Неясно, неопределенно думала теперь княгиня: "Дерзость этих немцев — лекарка эта — моя дочь!.." Да, сын княгини был уже здоров, и чего же еще более? Какая была надобность, если это непостижимое таинство природы, совершившееся над сыном княгини, должно было кончиться, может быть, нежным чувством любви, если земному надобно было перейти в небесное! Какая надобность, что на светлой душе Эммы взор княгини до сих пор не открыл еще ни одного пятнышка! Какая надобность, если судьба уже благословила два сердца на всю вечность быть одним сердцем и, разрывая их, надобно было растерзать их, облить кровью и, может быть, окровавленными руками положить во гроб — и юношу, спасенного Эммою, и девушку эту, спасительницу юноши… Зачем же не догадалась глупая судьба пустить его в мир каким-нибудь немцем-учителем, под пару немке, дочери небогатого чиновника? А теперь — он князь, а она мещанка, и судьбе вздумалось шалить так неосторожно сиятельными родословными?..

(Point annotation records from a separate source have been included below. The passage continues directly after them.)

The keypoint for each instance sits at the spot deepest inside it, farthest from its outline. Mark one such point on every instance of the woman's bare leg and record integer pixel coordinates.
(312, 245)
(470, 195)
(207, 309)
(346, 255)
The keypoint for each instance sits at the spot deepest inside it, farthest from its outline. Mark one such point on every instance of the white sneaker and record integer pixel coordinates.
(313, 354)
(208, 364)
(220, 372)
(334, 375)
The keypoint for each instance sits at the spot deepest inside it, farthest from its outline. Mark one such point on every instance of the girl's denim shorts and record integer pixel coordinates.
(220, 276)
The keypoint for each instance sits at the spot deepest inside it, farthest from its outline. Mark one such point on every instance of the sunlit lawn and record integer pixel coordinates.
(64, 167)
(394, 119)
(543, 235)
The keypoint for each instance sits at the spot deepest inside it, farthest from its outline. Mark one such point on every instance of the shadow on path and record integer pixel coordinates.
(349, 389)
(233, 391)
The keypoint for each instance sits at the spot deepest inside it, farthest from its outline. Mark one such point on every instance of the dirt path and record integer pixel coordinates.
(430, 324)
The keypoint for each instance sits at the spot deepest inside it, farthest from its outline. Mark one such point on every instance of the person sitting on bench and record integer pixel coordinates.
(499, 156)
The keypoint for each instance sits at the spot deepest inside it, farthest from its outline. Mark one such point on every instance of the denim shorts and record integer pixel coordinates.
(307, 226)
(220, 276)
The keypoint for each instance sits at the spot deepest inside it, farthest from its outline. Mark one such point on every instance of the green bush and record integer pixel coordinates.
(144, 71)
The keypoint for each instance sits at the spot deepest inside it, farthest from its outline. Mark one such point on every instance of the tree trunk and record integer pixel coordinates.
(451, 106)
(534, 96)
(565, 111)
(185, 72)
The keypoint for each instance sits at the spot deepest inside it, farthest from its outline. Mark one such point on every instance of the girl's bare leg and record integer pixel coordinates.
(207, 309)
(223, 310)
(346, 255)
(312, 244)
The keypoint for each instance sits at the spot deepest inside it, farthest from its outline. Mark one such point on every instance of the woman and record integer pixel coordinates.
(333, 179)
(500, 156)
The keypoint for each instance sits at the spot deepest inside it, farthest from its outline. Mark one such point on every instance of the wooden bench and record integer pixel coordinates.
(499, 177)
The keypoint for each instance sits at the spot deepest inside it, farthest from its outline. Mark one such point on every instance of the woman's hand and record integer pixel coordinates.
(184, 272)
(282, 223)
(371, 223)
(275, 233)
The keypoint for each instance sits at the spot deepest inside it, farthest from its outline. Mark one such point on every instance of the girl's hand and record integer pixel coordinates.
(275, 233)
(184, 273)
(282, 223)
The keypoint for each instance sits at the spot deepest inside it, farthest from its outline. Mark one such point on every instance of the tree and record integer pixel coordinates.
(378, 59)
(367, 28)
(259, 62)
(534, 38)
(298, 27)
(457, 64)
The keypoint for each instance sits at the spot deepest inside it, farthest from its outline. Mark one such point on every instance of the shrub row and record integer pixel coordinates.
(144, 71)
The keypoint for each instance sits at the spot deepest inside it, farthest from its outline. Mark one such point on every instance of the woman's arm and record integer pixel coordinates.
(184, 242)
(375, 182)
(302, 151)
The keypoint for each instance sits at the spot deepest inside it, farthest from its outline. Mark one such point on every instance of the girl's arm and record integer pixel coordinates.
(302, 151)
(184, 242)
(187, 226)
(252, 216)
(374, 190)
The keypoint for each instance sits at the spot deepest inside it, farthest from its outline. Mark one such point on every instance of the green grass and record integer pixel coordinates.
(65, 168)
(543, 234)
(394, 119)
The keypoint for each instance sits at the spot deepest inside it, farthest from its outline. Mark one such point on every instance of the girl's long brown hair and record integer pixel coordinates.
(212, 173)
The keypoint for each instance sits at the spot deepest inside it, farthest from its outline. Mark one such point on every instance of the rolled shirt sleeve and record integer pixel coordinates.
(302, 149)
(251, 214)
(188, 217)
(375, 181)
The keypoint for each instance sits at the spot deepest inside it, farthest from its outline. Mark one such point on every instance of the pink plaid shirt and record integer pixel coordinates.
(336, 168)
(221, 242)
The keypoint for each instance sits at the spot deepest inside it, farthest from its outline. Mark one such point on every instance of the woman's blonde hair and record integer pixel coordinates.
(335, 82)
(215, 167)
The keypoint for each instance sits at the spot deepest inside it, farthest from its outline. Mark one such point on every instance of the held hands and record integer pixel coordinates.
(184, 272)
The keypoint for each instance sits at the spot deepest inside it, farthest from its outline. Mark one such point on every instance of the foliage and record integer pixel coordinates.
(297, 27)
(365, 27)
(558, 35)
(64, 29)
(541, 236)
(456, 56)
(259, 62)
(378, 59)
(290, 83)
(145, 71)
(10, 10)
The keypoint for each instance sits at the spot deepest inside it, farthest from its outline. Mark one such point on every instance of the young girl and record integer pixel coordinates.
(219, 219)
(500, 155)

Но, что бы ни думала княгиня, она спокойно, не изменяя ничего прежнего, встретила Эмму и сына своего, когда они воротились с прогулки.
И как несправедлива была княгиня к бедной Эмме! Прочтем письмо, посланное Эммою к Фанни через несколько дней после того.
XI
"Ты спрашиваешь меня, милый друг, почему ни однажды не упоминала я тебе о молодом князе; ты говоришь мне, что заочно видишь, как я буду краснеть, читая твое письмо. Ошибаешься, Фанни: я читала письмо твое и не краснела. Ты шутишь над отысканным идеалом, несправедливая Фанни! Нарочно хочу написать тебе мою полную исповедь, и если бы не грешно было божиться, я наперед побожилась бы тебе, что говорю сущую правду.
Всегда бранивала ты меня за мои странные мечты, за мои несбыточные понятия о том, что люди называют любовью. Виновата ли я, милый друг, что иначе не могла думать? Не знаю, как и отчего составляются в душе нашей понятия, но не такого мужчину, не такою любовью могла любить я, каких мужчин знавала я на свете и какою любовью любила ты, Фанни, и другие подруги.